Summary: This paper investigates if OpenAI GPT-3.5 can be a motion planner for autonomous vehicles. The paper states that its key idea is formulating motion planning as a language modeling problem. Another key idea is fine-tuning GPT with human trajectory data. The paper evaluates the proposed approach on nuScenes, testing if GPT-Driver can predict human trajectories from this data compared to end-to-end planning models.
Strengths: The idea of extracting useful information from GPT for motion planning is compelling. The idea and results of fine-tuning GPT with human trajectory data was surprising.
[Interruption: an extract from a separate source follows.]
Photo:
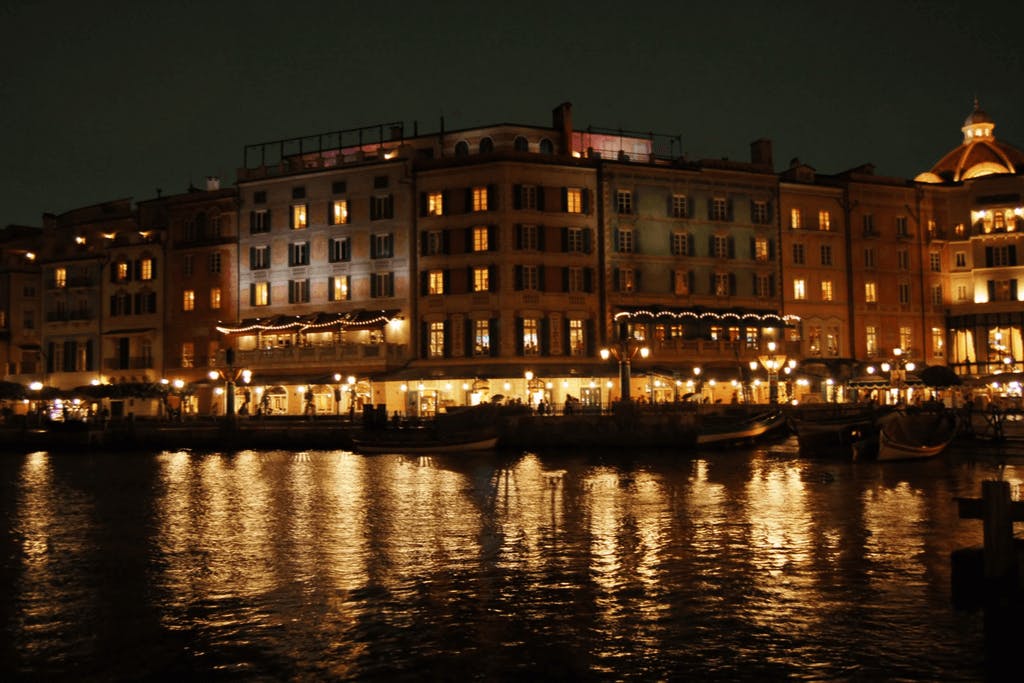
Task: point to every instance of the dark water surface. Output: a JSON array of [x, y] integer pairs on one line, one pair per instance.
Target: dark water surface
[[322, 565]]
Weaknesses: Reviewers raise concerns about only open-loop evaluation (on static agent datasets) instead of closed-loop evaluation (e.g., nuPlan), and mention that the contribution is “on the shallower side”. They also raise concerns about the baselines being weak. Some reviewers raise the need to compare to more traditional planning approaches (e.g., MPC optimization-based trajectory planning). Since the ultimate evaluation of the proposed approach is to see if GPT-Driver can predict real human driving trajectories—and there is a duality between prediction and planning—I recommend that stronger comparisons should be run against SOTA prediction models, like MotionLM [1], which uses the same core idea (treat motion planning as language modeling) but doesn’t use ChatGPT as an interface. Another (older) open-source model that is worth comparing to, that works on nuScenes, and uses explicit map / state representations is Trajectron++ [2]. Running these baselines would show the value of using ChatGPT as an interface and show the value over traditional representations of the driving problem.
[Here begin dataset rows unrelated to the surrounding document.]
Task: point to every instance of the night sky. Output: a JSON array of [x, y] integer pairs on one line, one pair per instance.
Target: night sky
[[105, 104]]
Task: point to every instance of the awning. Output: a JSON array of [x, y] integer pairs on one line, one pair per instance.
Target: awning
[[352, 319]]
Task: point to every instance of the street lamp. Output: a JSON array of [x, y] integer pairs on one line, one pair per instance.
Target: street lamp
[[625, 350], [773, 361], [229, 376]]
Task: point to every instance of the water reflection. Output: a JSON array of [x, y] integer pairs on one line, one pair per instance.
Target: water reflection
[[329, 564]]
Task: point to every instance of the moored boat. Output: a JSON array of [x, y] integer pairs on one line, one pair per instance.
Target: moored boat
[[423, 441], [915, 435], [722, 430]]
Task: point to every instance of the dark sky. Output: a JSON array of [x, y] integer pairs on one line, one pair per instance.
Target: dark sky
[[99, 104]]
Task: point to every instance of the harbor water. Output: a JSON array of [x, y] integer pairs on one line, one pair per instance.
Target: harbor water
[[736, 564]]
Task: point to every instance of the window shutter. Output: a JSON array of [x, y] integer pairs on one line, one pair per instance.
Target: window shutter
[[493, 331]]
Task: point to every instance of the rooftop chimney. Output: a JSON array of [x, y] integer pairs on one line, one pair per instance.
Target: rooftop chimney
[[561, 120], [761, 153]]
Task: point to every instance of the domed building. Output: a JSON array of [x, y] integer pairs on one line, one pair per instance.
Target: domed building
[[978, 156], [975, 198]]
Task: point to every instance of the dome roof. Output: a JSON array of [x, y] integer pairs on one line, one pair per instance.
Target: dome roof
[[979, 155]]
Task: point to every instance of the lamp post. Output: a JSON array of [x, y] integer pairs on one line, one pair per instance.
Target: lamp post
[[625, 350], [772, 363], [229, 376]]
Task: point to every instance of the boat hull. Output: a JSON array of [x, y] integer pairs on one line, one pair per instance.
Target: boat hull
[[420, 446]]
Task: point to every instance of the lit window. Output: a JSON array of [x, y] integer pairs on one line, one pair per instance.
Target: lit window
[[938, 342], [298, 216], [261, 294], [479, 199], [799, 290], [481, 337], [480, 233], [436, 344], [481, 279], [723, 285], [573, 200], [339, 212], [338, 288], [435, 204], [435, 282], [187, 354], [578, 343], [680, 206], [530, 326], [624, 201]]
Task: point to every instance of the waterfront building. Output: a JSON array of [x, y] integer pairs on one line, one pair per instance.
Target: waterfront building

[1] Seff, Ari, et al. "MotionLM: Multi-agent motion forecasting as language modeling." Proceedings of the IEEE/CVF International Conference on Computer Vision. 2023. [2] Salzmann, Tim, et al. "Trajectron++: Dynamically-feasible trajectory forecasting with heterogeneous data." Computer Vision–ECCV 2020: 16th European Conference, Glasgow, UK, August 23–28, 2020, Proceedings, Part XVIII 16. Springer International Publishing, 2020.
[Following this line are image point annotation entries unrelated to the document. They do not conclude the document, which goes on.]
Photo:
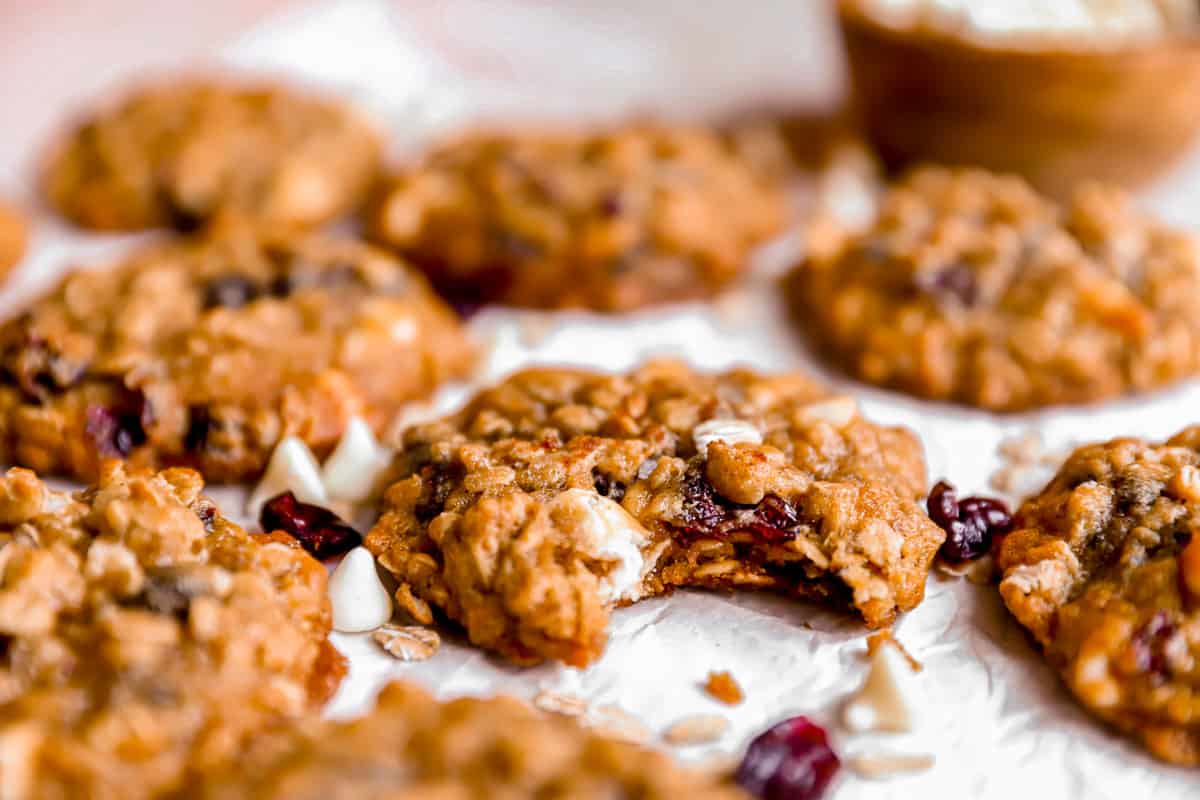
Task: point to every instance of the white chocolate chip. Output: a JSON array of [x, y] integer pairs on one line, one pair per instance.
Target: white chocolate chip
[[606, 533], [293, 468], [359, 600], [889, 697], [731, 432], [838, 411], [403, 330], [354, 468]]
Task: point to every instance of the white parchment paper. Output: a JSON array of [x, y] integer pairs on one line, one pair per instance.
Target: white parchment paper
[[996, 720]]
Additionally, these days the Waymo Open Motion Dataset (WOMD) is an extremely popular benchmark (see [1] for its usage), largely because it contains many more interactive, difficult driving examples. Since one of the claims of this paper is that GPT can handle tail-events better, I suggest pulling out these hard scenarios from WOMD explicitly, and analyzing the proposed approach’s performance compared to the benchmarks described above.
为何不给更高分
After I carefully reviewed the manuscript and the author-reviewer discussion, I believe that a more detailed scientific analysis on this idea is needed (e.g., carefully studying tail-events, sensitivity of GPT-driver to perception errors compared to other models, how robust GPT-driver is to closed-loop interactions which induce covariate shift, etc.) as well as a more thorough comparison to other SOTA motion planning / forecasting models to strengthen the paper.